The end result is the end result, though. By our count, Pocket and then Outside Inc. acquired 44 distinct entities – editorial titles, divisions, and businesses – across more than a dozen deals. Sixteen have since been shut down. Another three were sold, and three more merged. Of the remaining active media titles, almost all have been heavily downsized, losing print products and dropping staff sizes. Dozens of people have had their professional lives turned upside down.
Hanlon’s Razor tells us not to ascribe to malice what incompetence can explain. But through all this, Outside’s alleged directive barring investigative journalism is deeply concerning. It takes a certain kind of business to support ambitious, fearless reporting that holds power to account, and Outside no longer appears to be that business. Can Substack do that? Digital media thrives on building habit through frequency, and it’s hard to see the economic incentive for a newsletter solopreneur to devote weeks to a single story, no matter how impactful. We see it as part of our role at Escape, but we’re just one entity.

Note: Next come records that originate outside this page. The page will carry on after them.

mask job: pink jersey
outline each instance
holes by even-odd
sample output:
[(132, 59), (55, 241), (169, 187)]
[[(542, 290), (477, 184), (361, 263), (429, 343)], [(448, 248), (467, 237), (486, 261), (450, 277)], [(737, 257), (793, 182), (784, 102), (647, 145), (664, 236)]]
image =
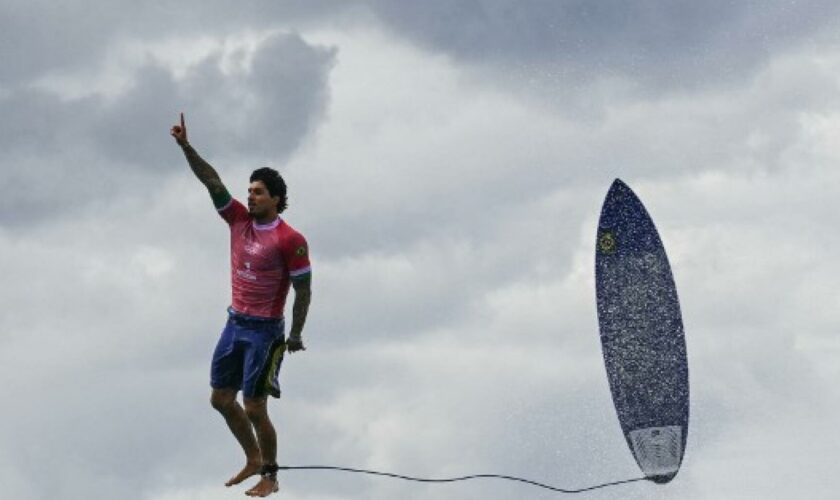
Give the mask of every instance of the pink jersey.
[(219, 215), (230, 226), (231, 306), (249, 316), (282, 318), (291, 280), (311, 272), (303, 235), (279, 217), (257, 224), (233, 199)]

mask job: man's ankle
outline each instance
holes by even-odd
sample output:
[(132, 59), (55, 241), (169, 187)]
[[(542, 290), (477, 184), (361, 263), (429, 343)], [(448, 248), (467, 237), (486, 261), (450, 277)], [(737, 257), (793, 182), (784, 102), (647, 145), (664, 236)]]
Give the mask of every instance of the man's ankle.
[(276, 463), (263, 464), (262, 469), (260, 469), (260, 475), (266, 479), (276, 481), (278, 470), (280, 470), (280, 467)]

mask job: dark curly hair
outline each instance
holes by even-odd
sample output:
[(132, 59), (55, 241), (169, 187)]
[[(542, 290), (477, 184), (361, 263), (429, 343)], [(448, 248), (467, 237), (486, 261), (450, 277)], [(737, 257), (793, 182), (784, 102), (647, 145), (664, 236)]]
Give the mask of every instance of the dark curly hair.
[(286, 181), (273, 168), (263, 167), (254, 170), (251, 174), (249, 182), (262, 181), (268, 189), (268, 194), (272, 197), (277, 196), (280, 201), (277, 202), (277, 213), (283, 213), (289, 206), (289, 199), (286, 196)]

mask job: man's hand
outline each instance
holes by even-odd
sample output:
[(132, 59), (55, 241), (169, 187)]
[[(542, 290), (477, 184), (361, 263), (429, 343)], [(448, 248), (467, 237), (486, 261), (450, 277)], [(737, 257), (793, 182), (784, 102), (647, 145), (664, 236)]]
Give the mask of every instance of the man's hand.
[(187, 126), (184, 125), (184, 113), (181, 113), (181, 124), (173, 125), (169, 134), (175, 138), (175, 142), (177, 142), (179, 146), (187, 144)]
[(303, 346), (303, 339), (300, 338), (300, 335), (289, 335), (289, 338), (286, 339), (286, 349), (289, 352), (297, 352), (305, 351), (306, 347)]

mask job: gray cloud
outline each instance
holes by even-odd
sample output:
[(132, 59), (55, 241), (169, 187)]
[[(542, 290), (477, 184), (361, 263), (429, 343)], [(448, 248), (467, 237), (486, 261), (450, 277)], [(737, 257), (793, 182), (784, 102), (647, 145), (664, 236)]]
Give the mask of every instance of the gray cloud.
[(838, 5), (804, 2), (372, 0), (395, 33), (522, 80), (556, 86), (624, 77), (694, 88), (749, 76), (777, 49), (807, 44)]
[(0, 5), (0, 56), (5, 63), (0, 84), (13, 87), (45, 73), (95, 66), (126, 40), (189, 39), (207, 34), (208, 26), (217, 35), (292, 22), (302, 27), (325, 13), (340, 17), (343, 4), (258, 0), (231, 8), (223, 0), (154, 5), (9, 0)]
[(323, 115), (335, 52), (281, 34), (252, 57), (248, 68), (224, 74), (221, 55), (214, 54), (183, 82), (163, 68), (146, 67), (130, 92), (105, 106), (92, 132), (114, 160), (168, 170), (171, 154), (160, 132), (177, 122), (176, 110), (185, 110), (191, 142), (206, 154), (282, 160)]
[(220, 85), (218, 65), (205, 63), (185, 97), (209, 112), (214, 146), (240, 157), (282, 159), (322, 117), (335, 57), (335, 50), (312, 47), (297, 35), (275, 36), (254, 55), (242, 81)]
[[(323, 116), (335, 52), (279, 34), (256, 49), (246, 70), (226, 74), (220, 57), (206, 58), (183, 81), (160, 64), (145, 64), (115, 98), (20, 88), (0, 100), (0, 112), (14, 117), (0, 130), (0, 164), (10, 172), (2, 221), (55, 214), (45, 198), (72, 212), (74, 205), (138, 185), (153, 189), (160, 174), (183, 173), (173, 166), (184, 160), (168, 137), (180, 110), (208, 158), (277, 162), (288, 156)], [(29, 191), (36, 183), (37, 196)]]

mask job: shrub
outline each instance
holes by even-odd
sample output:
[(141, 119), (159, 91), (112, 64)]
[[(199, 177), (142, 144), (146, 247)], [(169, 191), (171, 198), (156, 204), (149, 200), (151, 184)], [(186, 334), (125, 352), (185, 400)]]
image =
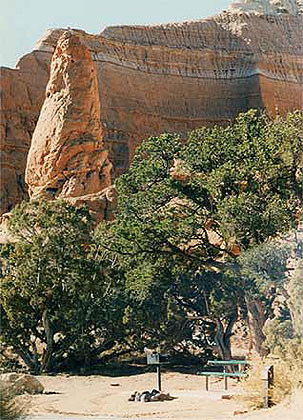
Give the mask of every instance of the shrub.
[(274, 366), (274, 385), (270, 392), (273, 405), (291, 397), (303, 384), (303, 342), (290, 340), (282, 358), (254, 360), (247, 379), (243, 382), (244, 394), (240, 399), (250, 409), (263, 407), (261, 372), (265, 365)]

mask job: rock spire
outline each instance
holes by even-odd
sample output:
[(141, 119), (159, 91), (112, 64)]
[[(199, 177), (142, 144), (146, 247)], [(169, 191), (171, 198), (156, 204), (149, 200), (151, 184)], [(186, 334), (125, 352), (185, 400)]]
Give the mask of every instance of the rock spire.
[(109, 187), (112, 166), (103, 137), (91, 54), (78, 35), (67, 31), (52, 58), (28, 155), (30, 197), (82, 200)]

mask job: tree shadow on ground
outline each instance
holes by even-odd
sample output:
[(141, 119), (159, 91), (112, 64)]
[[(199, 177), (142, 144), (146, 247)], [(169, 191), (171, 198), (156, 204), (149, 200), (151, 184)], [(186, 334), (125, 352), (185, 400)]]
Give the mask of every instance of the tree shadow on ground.
[[(184, 374), (196, 374), (198, 370), (201, 370), (202, 364), (200, 365), (172, 365), (169, 363), (161, 365), (161, 371), (163, 373), (167, 372), (177, 372)], [(100, 366), (86, 372), (78, 373), (78, 375), (101, 375), (109, 377), (119, 377), (119, 376), (136, 376), (142, 375), (144, 373), (156, 372), (156, 366), (146, 365), (146, 364), (111, 364), (108, 366)]]
[[(201, 370), (202, 364), (186, 365), (186, 364), (170, 364), (165, 363), (161, 365), (161, 371), (167, 372), (178, 372), (183, 374), (196, 374), (197, 371)], [(73, 376), (107, 376), (116, 378), (120, 376), (137, 376), (143, 375), (149, 372), (156, 372), (156, 367), (152, 365), (146, 365), (142, 363), (110, 363), (106, 365), (94, 365), (86, 369), (75, 369), (66, 372), (60, 372), (60, 374), (67, 374)], [(56, 373), (49, 373), (50, 376), (56, 376)]]

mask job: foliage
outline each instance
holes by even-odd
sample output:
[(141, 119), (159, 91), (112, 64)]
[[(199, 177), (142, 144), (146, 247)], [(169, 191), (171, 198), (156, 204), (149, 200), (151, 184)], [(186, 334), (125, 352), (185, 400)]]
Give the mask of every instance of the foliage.
[[(287, 286), (289, 299), (287, 301), (290, 308), (294, 336), (303, 340), (303, 263), (298, 264), (293, 276)], [(303, 354), (303, 352), (302, 352)], [(303, 358), (303, 357), (302, 357)]]
[[(146, 345), (231, 357), (248, 297), (270, 316), (271, 287), (283, 288), (287, 250), (270, 240), (299, 214), (302, 124), (302, 112), (250, 110), (187, 139), (151, 137), (117, 179), (115, 220), (95, 231), (86, 208), (17, 206), (16, 242), (1, 249), (4, 346), (34, 372)], [(298, 278), (296, 317), (300, 290)]]
[(298, 197), (298, 205), (303, 199), (303, 111), (287, 114), (272, 124), (273, 138), (277, 139), (283, 160), (290, 171), (291, 190)]
[(258, 292), (284, 287), (291, 246), (284, 242), (267, 241), (239, 257), (241, 274), (255, 284)]
[[(276, 330), (276, 336), (280, 334)], [(284, 335), (286, 338), (286, 335)], [(279, 339), (278, 339), (279, 340)], [(280, 339), (280, 344), (282, 343)], [(263, 406), (263, 381), (262, 368), (265, 365), (274, 366), (274, 384), (270, 392), (271, 402), (279, 404), (286, 397), (295, 394), (303, 383), (303, 341), (301, 339), (288, 338), (283, 345), (274, 348), (274, 355), (266, 359), (253, 360), (248, 371), (248, 377), (243, 382), (244, 394), (240, 399), (244, 400), (251, 409)]]
[[(136, 257), (136, 266), (216, 268), (228, 249), (210, 233), (244, 250), (288, 229), (295, 197), (271, 126), (250, 111), (233, 126), (193, 132), (185, 143), (168, 134), (150, 138), (117, 181), (111, 250)], [(177, 161), (183, 179), (174, 176)]]
[(3, 345), (34, 372), (89, 364), (120, 333), (119, 305), (110, 310), (119, 293), (95, 262), (88, 210), (22, 203), (9, 227), (16, 242), (1, 252)]
[[(295, 113), (284, 125), (251, 110), (186, 141), (163, 134), (139, 147), (117, 180), (116, 219), (99, 228), (99, 243), (123, 267), (139, 305), (169, 298), (185, 319), (215, 326), (208, 344), (217, 338), (221, 350), (229, 347), (246, 284), (239, 248), (249, 251), (294, 225), (302, 153), (293, 124), (301, 120)], [(273, 267), (266, 269), (269, 281)]]
[(264, 359), (251, 361), (247, 378), (243, 381), (244, 393), (238, 396), (250, 409), (263, 408), (263, 380), (262, 369), (265, 365), (274, 366), (274, 386), (270, 390), (271, 404), (279, 404), (293, 391), (294, 379), (297, 371), (284, 360)]
[(303, 371), (303, 334), (302, 334), (302, 262), (285, 283), (287, 299), (284, 310), (271, 319), (265, 326), (265, 345), (271, 353), (286, 361), (295, 363)]
[[(250, 348), (260, 356), (269, 352), (268, 343), (264, 343), (264, 325), (268, 327), (275, 322), (277, 302), (284, 300), (284, 295), (287, 294), (285, 281), (290, 255), (289, 244), (281, 240), (271, 240), (244, 252), (238, 259), (247, 308)], [(284, 305), (282, 309), (279, 305), (279, 310), (283, 312), (283, 321), (289, 322), (287, 306)]]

For sanity’s sake, we have to choose to view the positives. The founders of Peloton just launched a new magazine called Fausto. The founder of Summit Journal is a former Climbing editor. Print magazines like Adventure Journal and Mountain Gazette, these big, heavy, expensive, beautiful things, prove that paper has a future. The former Editor-in-Chief of Velo, laid off the same day as I was, now has a successful Substack. These are all media titles asking you to pay directly for something you value, and largely succeeding at it.
This is why Outside’s failures don’t suggest the demand for quality journalism is dying. All these new green shoots prove market appetite.
We’re still here. Two years ago this week, Escape Collective launched out of nothing. There are 14 staff here now, almost all of whom were pulled from the ashes of Outside. We’re building a sustainable media business, slowly, one focused on providing value for our members above all. We do so without fear or favor. IPO isn’t the goal, good journalism is. (So please sign up?)
Unsurprisingly, a letter crafted by 35 of the best creatives on the planet has some great lines. “Evolution is necessary; dispensing with journalistic rigor is not,” they wrote to Thurston this week. Change is constant, media is hard, but the best way to guarantee failure is to forget what makes audiences show up in the first place.